My End of Year Process of Clarity and Letting Go

I was talking with a coaching client the other night and he made a connection that I wanted to share. He noticed he was avoiding taking risks because it was a way that he could control the outcome. And by controlling the outcome, he was getting more of what he didn’t want and never allowing what he did want to come into his life.

It was such a brilliant insight that I wanted to jump up and down. First we identify what we really want. Then we come to terms with letting go of what is holding us back. After we let go of what’s not working, we can truly see how we were being held back.

This time of year is all about reflection and looking ahead. My plan for ending the year will include some reflection of lessons learned over the year and celebrations of accomplishments. And to prepare for the new year, I plan to clarify what I want and what I’m willing to let go of.

The queen of clearing clutter Marie Kondo teaches to let go of anything that does not “spark joy.” In my experience working with clients, I’ve seen so many people that don’t find it to be that  I think the reason why this became such a trend is because the advice is simple AND joy is something most of us want to be feeling in our lives. And surrounding yourself with items that make you feel that way is one way to feel joyful more of the time! Letting go of things that do not make us feel the way we want to feel just seems like a clean way to move forward. 

Let me ask you this: In the new year how do you want to feel?

Joyful? Free? Powerful? Abundant? Peaceful?

Pick a couple of words that most describe how you want to feel. Imagine yourself feeling that way right now. What do you notice about yourself? Does your breathing change? What about your physical energy level? Check in with your posture and notice if there are any adjustments. Pay attention to these sensations in your body, and make note so you can remember it.

Notice where in your life are you already feeling the way you want to feel. I have a friend who has a policy to do one thing every day that makes her feel beautiful. It might be wearing lipstick or nice earrings, or other days it’s wearing a really soft sweater. By giving herself this gift of beauty each day, she said she started to feel it ripple outwards to other parts of her life. She would see herself in the mirror and smile. She would notice more moments of beauty in her life. It sounds so simple.

How often do you step into those feelings that you want? I’m going to guess not as often as you’d like. It’s easy to get swept up into the daily bustle and forget about those feelings. Instead we must seek and create moments to feel how we want to feel, and only after that intentional moment will we start to find other opportunities.

And now, it’s time to let go. It’s time to shed the old skin of all the old habits that aren’t serving you. You know how you want to feel, and you’re not feeling it right now. What is standing in your way?

For my friend that wants to feel beautiful, letting go might mean throwing out items that are broken, worn out, or just no longer beautiful. And just like Marie Kondo says, each item may have a lesson for you. If it’s something you love but it’s no longer beautiful, is there something you can do to restore its beauty? If not, perhaps it’s a lesson to take better care of the items you cherish. You learned a lesson, so thank the item for serving that purpose and then let it go.

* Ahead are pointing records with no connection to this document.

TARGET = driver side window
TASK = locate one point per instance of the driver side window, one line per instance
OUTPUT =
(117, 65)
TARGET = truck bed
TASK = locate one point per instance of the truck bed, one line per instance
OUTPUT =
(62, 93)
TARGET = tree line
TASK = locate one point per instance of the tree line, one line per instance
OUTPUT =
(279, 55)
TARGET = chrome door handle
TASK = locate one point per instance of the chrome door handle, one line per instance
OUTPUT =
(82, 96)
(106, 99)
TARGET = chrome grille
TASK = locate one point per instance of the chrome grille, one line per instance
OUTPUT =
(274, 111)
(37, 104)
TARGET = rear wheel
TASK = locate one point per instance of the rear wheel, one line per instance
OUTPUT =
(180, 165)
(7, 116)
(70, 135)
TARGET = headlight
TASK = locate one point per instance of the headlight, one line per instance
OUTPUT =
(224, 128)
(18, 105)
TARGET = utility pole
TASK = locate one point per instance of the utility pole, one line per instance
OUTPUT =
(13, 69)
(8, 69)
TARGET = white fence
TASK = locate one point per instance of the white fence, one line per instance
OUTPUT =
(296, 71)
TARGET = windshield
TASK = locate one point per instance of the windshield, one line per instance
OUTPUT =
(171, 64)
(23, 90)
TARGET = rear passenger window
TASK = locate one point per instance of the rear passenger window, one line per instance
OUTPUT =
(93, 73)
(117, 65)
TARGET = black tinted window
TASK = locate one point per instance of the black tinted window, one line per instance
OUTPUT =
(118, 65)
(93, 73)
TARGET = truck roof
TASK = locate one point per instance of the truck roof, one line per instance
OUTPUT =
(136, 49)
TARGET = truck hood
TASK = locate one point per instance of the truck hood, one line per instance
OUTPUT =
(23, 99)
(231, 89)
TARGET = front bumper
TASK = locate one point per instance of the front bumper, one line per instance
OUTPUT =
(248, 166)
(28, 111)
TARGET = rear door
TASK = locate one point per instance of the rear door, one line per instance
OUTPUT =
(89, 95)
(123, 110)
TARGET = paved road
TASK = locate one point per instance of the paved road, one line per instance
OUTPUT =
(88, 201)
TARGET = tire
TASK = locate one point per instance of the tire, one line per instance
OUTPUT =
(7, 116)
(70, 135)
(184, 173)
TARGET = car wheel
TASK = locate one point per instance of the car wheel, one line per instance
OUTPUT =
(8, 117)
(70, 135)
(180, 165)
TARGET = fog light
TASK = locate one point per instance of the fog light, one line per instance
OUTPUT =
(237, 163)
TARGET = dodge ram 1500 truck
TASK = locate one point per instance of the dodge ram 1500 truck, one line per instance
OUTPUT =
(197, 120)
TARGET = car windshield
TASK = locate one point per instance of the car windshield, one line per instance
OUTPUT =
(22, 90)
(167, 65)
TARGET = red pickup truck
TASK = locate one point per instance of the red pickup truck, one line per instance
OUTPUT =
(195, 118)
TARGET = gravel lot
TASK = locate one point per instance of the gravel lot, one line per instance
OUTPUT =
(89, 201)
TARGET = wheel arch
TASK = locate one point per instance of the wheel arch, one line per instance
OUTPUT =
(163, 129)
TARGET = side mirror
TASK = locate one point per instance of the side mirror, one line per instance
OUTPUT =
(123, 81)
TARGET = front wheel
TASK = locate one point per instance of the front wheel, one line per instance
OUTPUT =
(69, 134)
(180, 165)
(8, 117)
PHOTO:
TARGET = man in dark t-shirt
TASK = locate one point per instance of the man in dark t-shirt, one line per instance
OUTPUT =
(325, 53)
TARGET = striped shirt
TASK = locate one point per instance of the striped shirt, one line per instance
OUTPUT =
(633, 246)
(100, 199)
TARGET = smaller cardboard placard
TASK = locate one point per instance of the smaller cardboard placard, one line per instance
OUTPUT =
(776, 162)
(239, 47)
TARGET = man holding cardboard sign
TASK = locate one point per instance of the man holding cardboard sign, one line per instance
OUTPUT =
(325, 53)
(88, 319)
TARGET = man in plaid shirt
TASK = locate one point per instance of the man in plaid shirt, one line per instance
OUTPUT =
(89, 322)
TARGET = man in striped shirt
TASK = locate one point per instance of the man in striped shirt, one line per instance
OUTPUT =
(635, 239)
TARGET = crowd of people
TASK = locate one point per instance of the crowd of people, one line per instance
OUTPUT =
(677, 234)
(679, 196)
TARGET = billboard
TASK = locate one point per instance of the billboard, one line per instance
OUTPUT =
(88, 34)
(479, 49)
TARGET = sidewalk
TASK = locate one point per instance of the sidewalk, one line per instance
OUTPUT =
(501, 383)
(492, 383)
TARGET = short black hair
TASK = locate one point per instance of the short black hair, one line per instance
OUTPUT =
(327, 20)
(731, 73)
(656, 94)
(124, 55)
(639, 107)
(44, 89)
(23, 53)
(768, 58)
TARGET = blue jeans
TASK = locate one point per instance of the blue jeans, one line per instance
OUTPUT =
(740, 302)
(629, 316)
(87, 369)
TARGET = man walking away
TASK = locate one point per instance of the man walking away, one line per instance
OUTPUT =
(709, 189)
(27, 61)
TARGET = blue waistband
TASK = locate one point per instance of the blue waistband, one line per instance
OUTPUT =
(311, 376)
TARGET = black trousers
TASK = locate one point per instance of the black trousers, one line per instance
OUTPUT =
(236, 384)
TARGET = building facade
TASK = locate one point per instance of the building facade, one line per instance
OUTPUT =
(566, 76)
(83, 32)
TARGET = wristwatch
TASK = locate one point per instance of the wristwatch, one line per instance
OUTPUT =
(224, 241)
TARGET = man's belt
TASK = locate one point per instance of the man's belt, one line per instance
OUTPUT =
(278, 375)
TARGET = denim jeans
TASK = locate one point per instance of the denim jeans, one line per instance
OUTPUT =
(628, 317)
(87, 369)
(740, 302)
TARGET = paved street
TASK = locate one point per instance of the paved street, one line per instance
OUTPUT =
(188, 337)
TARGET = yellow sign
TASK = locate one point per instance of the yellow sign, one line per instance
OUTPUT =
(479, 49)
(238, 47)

If you were being intentional about only having beautiful things in your bedroom but never got rid of anything, you would end up with piles of crap. Imagine bringing in new beautiful items and placing them around what’s already there. The space would get overcrowded. It wouldn’t feel beautiful anymore. We must create space in order to bring in the new.

I encourage you to let it go. Imagine how you want to feel on the other side, and keep that in the forefront of your mind. Let it steer you. And as you let go of each item, you can thank it for being useful. You can thank the ex boyfriends for teaching you lessons and then let them all go. You can thank the clothes that no longer fit you for covering your body for a while and then get rid of them. The old habits, the old ways of thinking and old stories that you once believe. Clear it out, make space for something new.

My wish for you for the end of the year and the start of 2019 is simple:

I wish you clarity. I wish you peace and joy. I wish you space to create exactly what you want.

I will be taking off from writing for the remainder of the year. I need to give myself some space and some rest. I am excited for the new year and for the fresh start that comes when the clock strikes midnight on December 31. Can you feel it?

Wishing you all the best and lots of love.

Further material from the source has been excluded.